Posted on June 27, 2022

Nothing about the proposal to create a “town center” in the coastal bedroom community of Gautier, Mississippi, made sense to Becky Montgomery Jenner.

The mall that once functioned as the town’s community hub is literally a shell of its former self, with a rusting metal structure covering a concrete slab where shoppers once browsed. In its place the city wants to create a downtown where people can live, shop and dine.

No developers, banks or investors have signed on to the project. An advisory board that Jenner sits on voted 6-1 against recommending the project for economic development funding paid by the oil company BP following its massive oil spill in the nearby Gulf of Mexico.

State lawmakers put up $3.5 million anyway. Jenner couldn’t believe it.

“We’ve got this shopping center, defunct shopping center, in the middle of no-friggin’-where,” she said. Lawmakers “should look at which projects had the most viability, which projects had the greater return on the investment, which projects benefited the most people.”

The money that legislators sent to Gautier is part of a $750 million settlement paid by BP to compensate the state for the economic damage caused by the 2010 oil spill. Coastal Mississippi business leaders hoped the money would be used to transform the Gulf Coast economy, attracting new industries, creating jobs and lifting wages in communities dominated by low-paying service jobs.

But Mississippi’s Gulf Coast Restoration Fund is failing to meet any conventional measure of success for an economic development program, a joint investigation by the Sun Herald and ProPublica found.

Legislators put the power to spend the money in their own hands, and they’re doling it out without an overall plan. They’re using the cash to fill gaps in local government budgets and funding projects with few metrics for success. They’ve disregarded input of an advisory board made up of local business leaders, a committee lawmakers created when outlining how the money should be spent. In grant agreements, recipients have committed to creating few jobs, even fewer of them high-wage jobs.

Just 33 full-time equivalent jobs have been promised by the 24 projects for which Gulf Coast Restoration Fund grants have been finalized, according to grant agreements. Those projects have received $53.3 million — an average of $1.6 million per job. Economic development experts say that’s high.

“These are very legitimate questions of whether or not this money is really going to end up doing anything,” said advisory board chair Ashley Edwards, who is president and CEO of the Gulf Coast Business Council.

The city of Gautier put the grant toward the $5 million purchase of the mall property, where a songwriters’ museum is also planned. The grant agreement requires the city to complete some improvements to an adjacent park that the city considers part of the town center. The city says an amphitheater being built at the park will provide a stream of customers and revenue.

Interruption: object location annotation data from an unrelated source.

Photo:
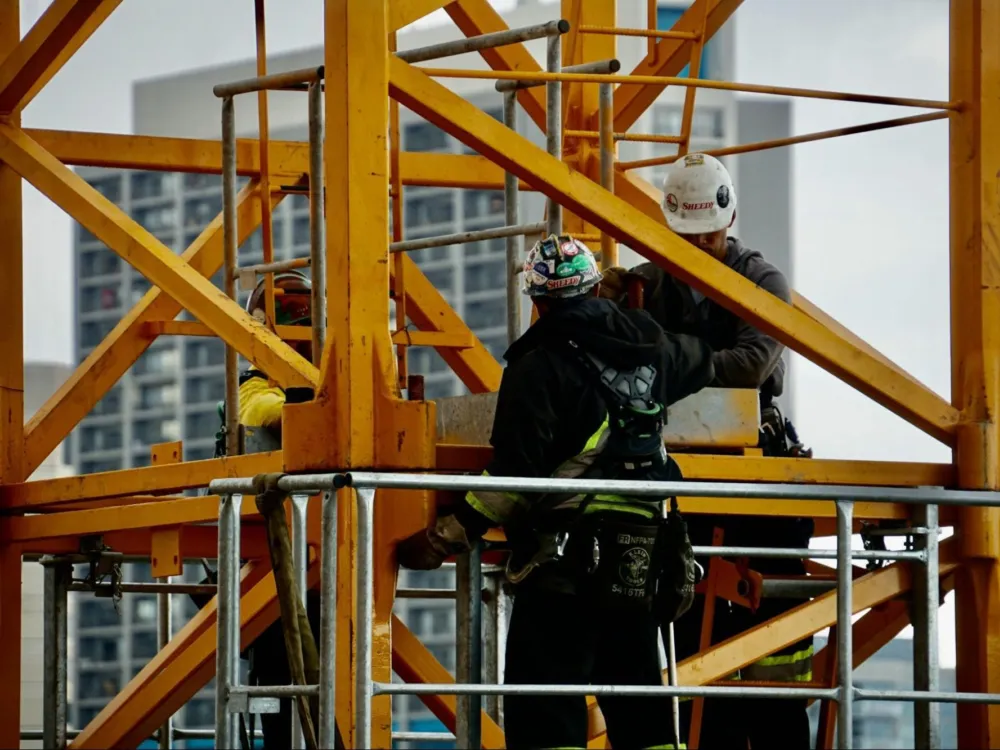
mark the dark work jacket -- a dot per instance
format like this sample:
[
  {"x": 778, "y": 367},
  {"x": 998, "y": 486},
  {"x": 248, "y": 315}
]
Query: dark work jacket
[
  {"x": 744, "y": 356},
  {"x": 548, "y": 405}
]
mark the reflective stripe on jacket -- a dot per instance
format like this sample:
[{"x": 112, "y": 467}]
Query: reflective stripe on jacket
[{"x": 501, "y": 507}]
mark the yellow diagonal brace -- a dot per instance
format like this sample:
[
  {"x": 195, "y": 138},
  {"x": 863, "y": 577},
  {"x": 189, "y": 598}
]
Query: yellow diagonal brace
[
  {"x": 156, "y": 262},
  {"x": 127, "y": 341},
  {"x": 475, "y": 366},
  {"x": 404, "y": 12},
  {"x": 49, "y": 44},
  {"x": 631, "y": 100},
  {"x": 475, "y": 17},
  {"x": 609, "y": 213},
  {"x": 868, "y": 591},
  {"x": 640, "y": 194}
]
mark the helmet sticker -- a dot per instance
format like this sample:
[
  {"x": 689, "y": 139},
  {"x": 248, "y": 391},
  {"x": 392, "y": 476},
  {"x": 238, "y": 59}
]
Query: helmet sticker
[{"x": 704, "y": 206}]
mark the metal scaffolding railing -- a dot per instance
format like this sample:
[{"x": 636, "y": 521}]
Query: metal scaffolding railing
[{"x": 231, "y": 696}]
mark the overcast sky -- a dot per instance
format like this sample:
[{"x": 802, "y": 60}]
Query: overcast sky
[{"x": 870, "y": 213}]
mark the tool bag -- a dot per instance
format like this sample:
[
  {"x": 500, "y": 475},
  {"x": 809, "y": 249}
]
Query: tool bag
[{"x": 623, "y": 562}]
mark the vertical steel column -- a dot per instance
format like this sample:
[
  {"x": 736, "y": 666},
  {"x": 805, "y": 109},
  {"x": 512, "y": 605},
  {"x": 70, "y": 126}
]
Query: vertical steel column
[
  {"x": 606, "y": 116},
  {"x": 365, "y": 617},
  {"x": 328, "y": 623},
  {"x": 553, "y": 122},
  {"x": 230, "y": 243},
  {"x": 926, "y": 638},
  {"x": 511, "y": 196},
  {"x": 57, "y": 575},
  {"x": 227, "y": 653},
  {"x": 496, "y": 641},
  {"x": 300, "y": 563},
  {"x": 845, "y": 635},
  {"x": 468, "y": 644},
  {"x": 317, "y": 223},
  {"x": 164, "y": 631}
]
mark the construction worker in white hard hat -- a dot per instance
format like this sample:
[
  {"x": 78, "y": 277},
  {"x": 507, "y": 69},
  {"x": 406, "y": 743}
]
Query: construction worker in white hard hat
[
  {"x": 584, "y": 395},
  {"x": 699, "y": 204}
]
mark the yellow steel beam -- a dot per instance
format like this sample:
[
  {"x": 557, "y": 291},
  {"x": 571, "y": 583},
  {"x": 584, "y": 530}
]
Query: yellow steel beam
[
  {"x": 669, "y": 60},
  {"x": 870, "y": 590},
  {"x": 647, "y": 198},
  {"x": 128, "y": 340},
  {"x": 404, "y": 12},
  {"x": 475, "y": 17},
  {"x": 609, "y": 213},
  {"x": 975, "y": 338},
  {"x": 11, "y": 409},
  {"x": 475, "y": 366},
  {"x": 288, "y": 159},
  {"x": 156, "y": 262},
  {"x": 415, "y": 664},
  {"x": 53, "y": 493},
  {"x": 148, "y": 515},
  {"x": 56, "y": 36},
  {"x": 177, "y": 672}
]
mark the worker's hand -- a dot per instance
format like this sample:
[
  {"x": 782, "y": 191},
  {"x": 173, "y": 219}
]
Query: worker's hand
[
  {"x": 428, "y": 548},
  {"x": 614, "y": 285}
]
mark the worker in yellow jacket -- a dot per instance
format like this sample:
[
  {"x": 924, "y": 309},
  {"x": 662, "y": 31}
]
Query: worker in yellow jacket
[{"x": 260, "y": 407}]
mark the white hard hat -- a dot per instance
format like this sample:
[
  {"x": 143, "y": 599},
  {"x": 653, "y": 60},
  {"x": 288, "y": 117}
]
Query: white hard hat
[{"x": 698, "y": 195}]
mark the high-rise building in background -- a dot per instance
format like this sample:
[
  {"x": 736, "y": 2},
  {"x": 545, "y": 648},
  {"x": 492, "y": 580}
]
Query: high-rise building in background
[
  {"x": 173, "y": 391},
  {"x": 41, "y": 380}
]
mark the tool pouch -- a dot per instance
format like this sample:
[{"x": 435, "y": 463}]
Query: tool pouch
[
  {"x": 678, "y": 571},
  {"x": 616, "y": 561}
]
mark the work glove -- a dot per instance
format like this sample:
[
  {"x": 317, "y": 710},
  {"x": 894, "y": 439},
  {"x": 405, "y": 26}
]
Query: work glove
[
  {"x": 428, "y": 548},
  {"x": 614, "y": 284}
]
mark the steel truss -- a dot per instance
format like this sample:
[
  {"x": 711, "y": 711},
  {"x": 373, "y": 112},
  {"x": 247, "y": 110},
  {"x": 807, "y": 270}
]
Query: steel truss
[{"x": 358, "y": 420}]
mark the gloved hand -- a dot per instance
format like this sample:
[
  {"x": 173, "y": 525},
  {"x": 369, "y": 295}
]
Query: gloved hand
[
  {"x": 428, "y": 548},
  {"x": 614, "y": 285}
]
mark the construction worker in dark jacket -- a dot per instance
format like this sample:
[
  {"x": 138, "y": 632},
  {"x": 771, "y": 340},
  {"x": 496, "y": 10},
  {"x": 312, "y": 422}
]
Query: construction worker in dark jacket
[
  {"x": 699, "y": 204},
  {"x": 552, "y": 420}
]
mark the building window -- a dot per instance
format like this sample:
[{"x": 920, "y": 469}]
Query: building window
[
  {"x": 476, "y": 203},
  {"x": 202, "y": 181},
  {"x": 97, "y": 650},
  {"x": 152, "y": 184},
  {"x": 198, "y": 212},
  {"x": 110, "y": 188},
  {"x": 103, "y": 684},
  {"x": 161, "y": 361},
  {"x": 436, "y": 208},
  {"x": 443, "y": 279},
  {"x": 152, "y": 431},
  {"x": 488, "y": 313},
  {"x": 666, "y": 17},
  {"x": 97, "y": 467},
  {"x": 480, "y": 277},
  {"x": 144, "y": 646},
  {"x": 101, "y": 262},
  {"x": 300, "y": 230},
  {"x": 202, "y": 424},
  {"x": 205, "y": 353},
  {"x": 157, "y": 396},
  {"x": 105, "y": 438},
  {"x": 92, "y": 333},
  {"x": 423, "y": 136},
  {"x": 157, "y": 219},
  {"x": 95, "y": 298},
  {"x": 110, "y": 404}
]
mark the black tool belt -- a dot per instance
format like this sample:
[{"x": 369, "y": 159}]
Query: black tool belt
[{"x": 615, "y": 560}]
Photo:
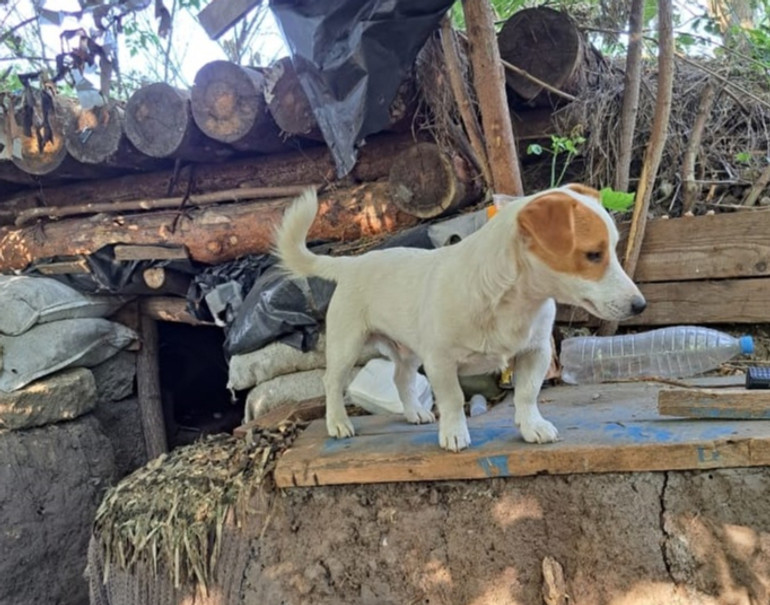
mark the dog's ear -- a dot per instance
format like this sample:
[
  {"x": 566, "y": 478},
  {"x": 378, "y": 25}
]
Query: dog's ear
[
  {"x": 584, "y": 190},
  {"x": 549, "y": 220}
]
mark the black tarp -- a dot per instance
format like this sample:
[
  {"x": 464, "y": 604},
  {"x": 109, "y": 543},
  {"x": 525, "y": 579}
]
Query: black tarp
[{"x": 351, "y": 56}]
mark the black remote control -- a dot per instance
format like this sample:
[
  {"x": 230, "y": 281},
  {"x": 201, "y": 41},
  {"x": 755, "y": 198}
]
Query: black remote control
[{"x": 758, "y": 378}]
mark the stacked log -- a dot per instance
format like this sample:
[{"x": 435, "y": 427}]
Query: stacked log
[
  {"x": 546, "y": 44},
  {"x": 160, "y": 124},
  {"x": 228, "y": 105}
]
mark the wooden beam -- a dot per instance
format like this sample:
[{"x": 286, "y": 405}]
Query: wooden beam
[
  {"x": 123, "y": 253},
  {"x": 148, "y": 389},
  {"x": 718, "y": 404},
  {"x": 489, "y": 82},
  {"x": 221, "y": 15},
  {"x": 169, "y": 308},
  {"x": 311, "y": 409},
  {"x": 694, "y": 302},
  {"x": 620, "y": 431},
  {"x": 705, "y": 247}
]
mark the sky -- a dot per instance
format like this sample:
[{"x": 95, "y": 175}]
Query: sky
[{"x": 191, "y": 41}]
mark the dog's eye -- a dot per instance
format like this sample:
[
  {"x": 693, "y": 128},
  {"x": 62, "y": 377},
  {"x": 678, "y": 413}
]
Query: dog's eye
[{"x": 594, "y": 257}]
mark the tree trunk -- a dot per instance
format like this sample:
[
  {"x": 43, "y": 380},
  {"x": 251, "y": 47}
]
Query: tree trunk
[
  {"x": 212, "y": 235},
  {"x": 159, "y": 123},
  {"x": 228, "y": 105},
  {"x": 288, "y": 103},
  {"x": 548, "y": 45},
  {"x": 97, "y": 136},
  {"x": 44, "y": 152},
  {"x": 631, "y": 83},
  {"x": 148, "y": 389},
  {"x": 654, "y": 152},
  {"x": 489, "y": 81},
  {"x": 426, "y": 183},
  {"x": 295, "y": 168}
]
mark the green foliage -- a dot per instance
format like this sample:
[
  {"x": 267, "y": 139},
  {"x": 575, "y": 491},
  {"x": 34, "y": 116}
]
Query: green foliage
[
  {"x": 616, "y": 200},
  {"x": 566, "y": 147},
  {"x": 743, "y": 157}
]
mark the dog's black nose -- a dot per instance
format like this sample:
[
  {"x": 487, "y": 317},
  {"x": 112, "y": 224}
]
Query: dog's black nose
[{"x": 638, "y": 304}]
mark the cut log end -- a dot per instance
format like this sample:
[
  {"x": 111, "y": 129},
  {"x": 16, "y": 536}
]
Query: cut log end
[
  {"x": 45, "y": 150},
  {"x": 546, "y": 44},
  {"x": 423, "y": 182},
  {"x": 228, "y": 105},
  {"x": 93, "y": 136},
  {"x": 157, "y": 119},
  {"x": 288, "y": 103}
]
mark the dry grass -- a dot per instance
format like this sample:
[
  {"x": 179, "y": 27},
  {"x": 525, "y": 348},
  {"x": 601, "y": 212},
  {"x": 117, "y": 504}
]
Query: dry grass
[
  {"x": 168, "y": 516},
  {"x": 737, "y": 125}
]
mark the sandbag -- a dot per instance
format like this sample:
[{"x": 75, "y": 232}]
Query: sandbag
[
  {"x": 289, "y": 388},
  {"x": 278, "y": 359},
  {"x": 26, "y": 301},
  {"x": 49, "y": 347}
]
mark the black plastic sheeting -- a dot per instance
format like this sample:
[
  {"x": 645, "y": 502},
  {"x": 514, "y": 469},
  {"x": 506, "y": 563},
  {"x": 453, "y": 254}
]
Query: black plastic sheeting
[
  {"x": 351, "y": 56},
  {"x": 110, "y": 276}
]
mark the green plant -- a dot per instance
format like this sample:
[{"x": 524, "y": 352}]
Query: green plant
[
  {"x": 616, "y": 200},
  {"x": 559, "y": 146}
]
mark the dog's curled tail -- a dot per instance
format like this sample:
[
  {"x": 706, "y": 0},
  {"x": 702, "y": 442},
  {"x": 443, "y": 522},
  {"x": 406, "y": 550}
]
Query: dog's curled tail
[{"x": 290, "y": 240}]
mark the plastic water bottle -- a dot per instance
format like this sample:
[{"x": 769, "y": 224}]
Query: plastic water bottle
[{"x": 674, "y": 352}]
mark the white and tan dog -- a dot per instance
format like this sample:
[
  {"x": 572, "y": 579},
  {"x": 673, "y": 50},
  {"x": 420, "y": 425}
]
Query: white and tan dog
[{"x": 467, "y": 308}]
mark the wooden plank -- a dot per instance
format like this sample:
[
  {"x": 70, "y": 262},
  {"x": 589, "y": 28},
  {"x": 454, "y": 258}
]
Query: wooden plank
[
  {"x": 620, "y": 430},
  {"x": 738, "y": 404},
  {"x": 76, "y": 266},
  {"x": 148, "y": 389},
  {"x": 221, "y": 15},
  {"x": 299, "y": 410},
  {"x": 123, "y": 252},
  {"x": 693, "y": 302},
  {"x": 169, "y": 308},
  {"x": 705, "y": 247}
]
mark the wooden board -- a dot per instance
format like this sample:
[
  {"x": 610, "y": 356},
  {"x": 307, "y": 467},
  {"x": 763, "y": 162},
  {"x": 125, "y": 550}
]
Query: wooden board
[
  {"x": 719, "y": 404},
  {"x": 705, "y": 247},
  {"x": 604, "y": 428},
  {"x": 693, "y": 302}
]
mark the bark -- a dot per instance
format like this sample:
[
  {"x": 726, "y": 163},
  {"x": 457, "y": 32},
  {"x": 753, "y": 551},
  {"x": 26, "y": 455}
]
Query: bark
[
  {"x": 426, "y": 183},
  {"x": 294, "y": 168},
  {"x": 691, "y": 188},
  {"x": 212, "y": 235},
  {"x": 548, "y": 46},
  {"x": 97, "y": 136},
  {"x": 489, "y": 81},
  {"x": 228, "y": 105},
  {"x": 159, "y": 123},
  {"x": 631, "y": 84},
  {"x": 288, "y": 103},
  {"x": 654, "y": 152}
]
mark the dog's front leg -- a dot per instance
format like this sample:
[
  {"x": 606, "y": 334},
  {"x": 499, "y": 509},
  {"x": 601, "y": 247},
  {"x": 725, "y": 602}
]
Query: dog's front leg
[
  {"x": 531, "y": 366},
  {"x": 453, "y": 432}
]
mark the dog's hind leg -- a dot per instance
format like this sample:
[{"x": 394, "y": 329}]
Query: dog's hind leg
[
  {"x": 531, "y": 367},
  {"x": 453, "y": 432},
  {"x": 344, "y": 340},
  {"x": 405, "y": 377}
]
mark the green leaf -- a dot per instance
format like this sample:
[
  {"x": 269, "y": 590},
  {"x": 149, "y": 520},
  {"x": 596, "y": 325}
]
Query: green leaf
[
  {"x": 616, "y": 200},
  {"x": 534, "y": 149},
  {"x": 744, "y": 157}
]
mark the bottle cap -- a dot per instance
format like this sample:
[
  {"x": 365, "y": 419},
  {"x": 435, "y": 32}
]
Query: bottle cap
[{"x": 747, "y": 345}]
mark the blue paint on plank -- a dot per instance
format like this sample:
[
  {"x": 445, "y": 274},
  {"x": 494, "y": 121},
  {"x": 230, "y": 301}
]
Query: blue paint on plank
[
  {"x": 707, "y": 454},
  {"x": 639, "y": 434},
  {"x": 495, "y": 466}
]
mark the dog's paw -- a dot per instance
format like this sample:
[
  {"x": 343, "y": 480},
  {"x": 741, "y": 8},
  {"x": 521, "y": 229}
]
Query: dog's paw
[
  {"x": 536, "y": 429},
  {"x": 339, "y": 428},
  {"x": 419, "y": 415},
  {"x": 455, "y": 437}
]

Several promising projects have gotten money from the Gulf Coast Restoration Fund, said Jamie Miller, chief operations officer at the Mississippi Development Authority, which handles economic development for the state.

But overall, the Gulf Coast Restoration Fund is being spent exactly as state Rep. Charles Busby worried it would be when lawmakers drafted the rules in 2018.

Back then, Busby said, he hoped the Legislature would rely on the Mississippi Development Authority to decide “how we could best utilize the money to do something that was truly transformational for the coast.

“With the system that we’re currently using, I just don’t see how that’s possible,” he said.